One more example of replacing multiple strings using a CTE. After Russian / Cyrillic, it’s time for the Japanese syllabary.
SQL Server provides a couple of Japanese collations of which I found Japanese_Unicode_CI_AS useful: It is insensitive to the distinction between hiragana and katakana, but accent-sensitive to nigori and handakuten.
Let’s start with the table definitions:
CREATE TABLE #T ( level int identity(1,1), old NVARCHAR(50) COLLATE Japanese_Unicode_CI_AS, new NVARCHAR(50) COLLATE Japanese_Unicode_CI_AS ) CREATE TABLE #Data ( data NVARCHAR(50) COLLATE Japanese_Unicode_CI_AS )
and the data to be translated, taken randomly from the Japanese Wikipedia:
INSERT INTO #Data (data) VALUES (N'ひらがな') INSERT INTO #Data (data) VALUES (N'ヒラガナ') INSERT INTO #Data (data) VALUES (N'とうきょう') INSERT INTO #Data (data) VALUES (N'せんせい') INSERT INTO #Data (data) VALUES (N'ウィキペディア') INSERT INTO #Data (data) VALUES (N'ウィキポータル') INSERT INTO #Data (data) VALUES (N'ヨーロッパ') INSERT INTO #Data (data) VALUES (N'フランス') INSERT INTO #Data (data) VALUES (N'イタリア') INSERT INTO #Data (data) VALUES (N'ブルガリア') INSERT INTO #Data (data) VALUES (N'アメリカ') INSERT INTO #Data (data) VALUES (N'アジア')
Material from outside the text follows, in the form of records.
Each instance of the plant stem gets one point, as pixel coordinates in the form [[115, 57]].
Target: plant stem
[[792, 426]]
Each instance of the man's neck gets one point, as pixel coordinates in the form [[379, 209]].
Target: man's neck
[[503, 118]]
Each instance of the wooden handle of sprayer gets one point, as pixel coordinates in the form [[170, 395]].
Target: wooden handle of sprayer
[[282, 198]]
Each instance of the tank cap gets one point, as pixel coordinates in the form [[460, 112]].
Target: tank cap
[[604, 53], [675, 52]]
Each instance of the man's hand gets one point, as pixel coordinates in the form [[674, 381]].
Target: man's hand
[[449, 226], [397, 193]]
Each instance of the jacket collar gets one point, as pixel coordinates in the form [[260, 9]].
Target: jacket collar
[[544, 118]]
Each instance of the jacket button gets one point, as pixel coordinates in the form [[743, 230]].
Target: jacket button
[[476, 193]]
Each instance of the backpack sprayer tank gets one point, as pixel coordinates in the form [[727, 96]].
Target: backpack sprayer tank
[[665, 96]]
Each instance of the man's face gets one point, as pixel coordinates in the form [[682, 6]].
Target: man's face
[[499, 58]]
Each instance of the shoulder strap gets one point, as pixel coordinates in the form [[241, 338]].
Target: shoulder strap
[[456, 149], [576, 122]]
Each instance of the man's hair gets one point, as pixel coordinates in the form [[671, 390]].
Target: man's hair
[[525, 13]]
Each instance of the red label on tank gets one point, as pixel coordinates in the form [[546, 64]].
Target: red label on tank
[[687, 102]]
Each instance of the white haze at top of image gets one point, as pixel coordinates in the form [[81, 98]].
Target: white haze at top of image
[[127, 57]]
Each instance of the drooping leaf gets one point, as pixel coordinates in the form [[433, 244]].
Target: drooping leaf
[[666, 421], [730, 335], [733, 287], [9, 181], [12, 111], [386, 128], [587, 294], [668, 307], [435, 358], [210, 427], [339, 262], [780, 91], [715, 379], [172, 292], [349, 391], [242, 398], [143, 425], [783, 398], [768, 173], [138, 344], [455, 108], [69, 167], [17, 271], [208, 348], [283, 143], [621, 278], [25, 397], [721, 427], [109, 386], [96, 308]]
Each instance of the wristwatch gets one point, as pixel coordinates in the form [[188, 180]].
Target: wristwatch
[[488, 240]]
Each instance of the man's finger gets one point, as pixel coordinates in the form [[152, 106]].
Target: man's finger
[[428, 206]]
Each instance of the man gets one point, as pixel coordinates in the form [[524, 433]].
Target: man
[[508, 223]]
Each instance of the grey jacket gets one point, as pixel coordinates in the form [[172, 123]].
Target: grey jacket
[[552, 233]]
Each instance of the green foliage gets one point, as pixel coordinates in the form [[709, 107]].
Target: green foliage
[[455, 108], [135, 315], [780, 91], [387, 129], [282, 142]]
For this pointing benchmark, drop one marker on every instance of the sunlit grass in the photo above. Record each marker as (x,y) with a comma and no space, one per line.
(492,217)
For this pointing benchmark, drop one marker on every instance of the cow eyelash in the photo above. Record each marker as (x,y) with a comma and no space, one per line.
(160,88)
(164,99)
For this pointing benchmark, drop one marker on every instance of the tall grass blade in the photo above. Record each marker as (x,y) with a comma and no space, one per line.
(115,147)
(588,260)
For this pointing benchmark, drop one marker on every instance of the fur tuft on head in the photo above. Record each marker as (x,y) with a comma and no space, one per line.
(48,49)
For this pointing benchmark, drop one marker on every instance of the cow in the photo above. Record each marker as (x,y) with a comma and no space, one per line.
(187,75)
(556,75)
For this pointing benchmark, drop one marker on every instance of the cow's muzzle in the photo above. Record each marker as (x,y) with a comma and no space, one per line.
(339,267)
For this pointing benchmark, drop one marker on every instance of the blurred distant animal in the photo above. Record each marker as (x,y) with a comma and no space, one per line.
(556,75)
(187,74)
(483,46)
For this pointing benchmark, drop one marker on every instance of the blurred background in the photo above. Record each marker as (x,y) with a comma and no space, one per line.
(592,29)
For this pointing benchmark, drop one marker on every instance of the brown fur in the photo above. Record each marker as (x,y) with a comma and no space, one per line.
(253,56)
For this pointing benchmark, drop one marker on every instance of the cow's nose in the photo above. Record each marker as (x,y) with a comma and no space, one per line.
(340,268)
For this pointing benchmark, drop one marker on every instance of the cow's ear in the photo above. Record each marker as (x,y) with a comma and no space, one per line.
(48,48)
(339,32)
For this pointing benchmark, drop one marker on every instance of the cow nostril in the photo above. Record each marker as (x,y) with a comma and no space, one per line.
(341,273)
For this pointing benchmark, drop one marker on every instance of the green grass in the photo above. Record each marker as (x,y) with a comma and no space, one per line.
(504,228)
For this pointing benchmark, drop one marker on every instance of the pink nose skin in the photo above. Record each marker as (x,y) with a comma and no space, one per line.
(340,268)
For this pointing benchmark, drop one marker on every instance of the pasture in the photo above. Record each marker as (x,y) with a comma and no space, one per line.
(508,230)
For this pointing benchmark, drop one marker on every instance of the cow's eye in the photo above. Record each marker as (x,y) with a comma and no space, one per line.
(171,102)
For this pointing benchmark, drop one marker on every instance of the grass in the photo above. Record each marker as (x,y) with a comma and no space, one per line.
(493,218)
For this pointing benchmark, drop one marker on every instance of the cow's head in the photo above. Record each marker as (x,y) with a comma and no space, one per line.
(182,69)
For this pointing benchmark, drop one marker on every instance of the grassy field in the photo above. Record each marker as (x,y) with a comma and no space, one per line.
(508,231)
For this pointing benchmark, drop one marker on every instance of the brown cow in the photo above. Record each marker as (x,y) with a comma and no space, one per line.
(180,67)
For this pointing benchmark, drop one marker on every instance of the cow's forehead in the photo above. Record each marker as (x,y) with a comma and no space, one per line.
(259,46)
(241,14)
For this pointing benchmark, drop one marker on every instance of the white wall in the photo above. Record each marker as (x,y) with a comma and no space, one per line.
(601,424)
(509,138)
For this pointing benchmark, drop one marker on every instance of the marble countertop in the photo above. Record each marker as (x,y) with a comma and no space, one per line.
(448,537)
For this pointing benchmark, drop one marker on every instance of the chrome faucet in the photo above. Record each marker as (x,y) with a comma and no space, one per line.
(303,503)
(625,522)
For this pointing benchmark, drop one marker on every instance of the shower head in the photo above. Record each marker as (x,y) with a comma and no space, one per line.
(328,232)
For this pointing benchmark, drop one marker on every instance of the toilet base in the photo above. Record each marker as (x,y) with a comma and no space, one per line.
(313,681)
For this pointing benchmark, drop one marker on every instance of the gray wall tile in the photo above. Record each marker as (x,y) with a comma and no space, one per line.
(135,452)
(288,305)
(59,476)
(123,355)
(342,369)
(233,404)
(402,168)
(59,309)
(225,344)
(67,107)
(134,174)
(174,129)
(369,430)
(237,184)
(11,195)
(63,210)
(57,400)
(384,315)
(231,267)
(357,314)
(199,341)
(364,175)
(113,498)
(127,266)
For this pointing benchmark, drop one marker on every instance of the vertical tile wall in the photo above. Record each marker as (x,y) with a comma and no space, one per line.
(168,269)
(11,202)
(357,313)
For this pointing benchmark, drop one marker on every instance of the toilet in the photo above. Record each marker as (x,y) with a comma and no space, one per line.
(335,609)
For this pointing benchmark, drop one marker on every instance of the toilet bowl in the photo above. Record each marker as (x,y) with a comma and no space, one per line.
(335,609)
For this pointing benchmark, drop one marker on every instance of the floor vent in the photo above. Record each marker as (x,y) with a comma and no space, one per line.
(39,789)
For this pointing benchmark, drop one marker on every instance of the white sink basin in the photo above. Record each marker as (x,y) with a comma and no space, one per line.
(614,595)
The CTE as described in the previous posts:
; WITH CTE (org, calc, data, level) AS ( SELECT data, data, data, 1 FROM #Data UNION ALL SELECT CTE.org, CTE.data, CONVERT(NVARCHAR(50), REPLACE(CTE.data, #T.old, #T.new)), CTE.level + 1 FROM CTE INNER JOIN #T ON #T.level = CTE.level ) SELECT DISTINCT org, data FROM CTE WHERE level = (SELECT MAX(LEVEL) FROM CTE c WHERE CTE.org = c.org) OPTION (MAXRECURSION 1000) DROP TABLE #Data DROP TABLE #T
Since the transliteration table has more than 100 records (the default maximum recursion level is 100), the option (MAXRECURSION 1000) has to be added.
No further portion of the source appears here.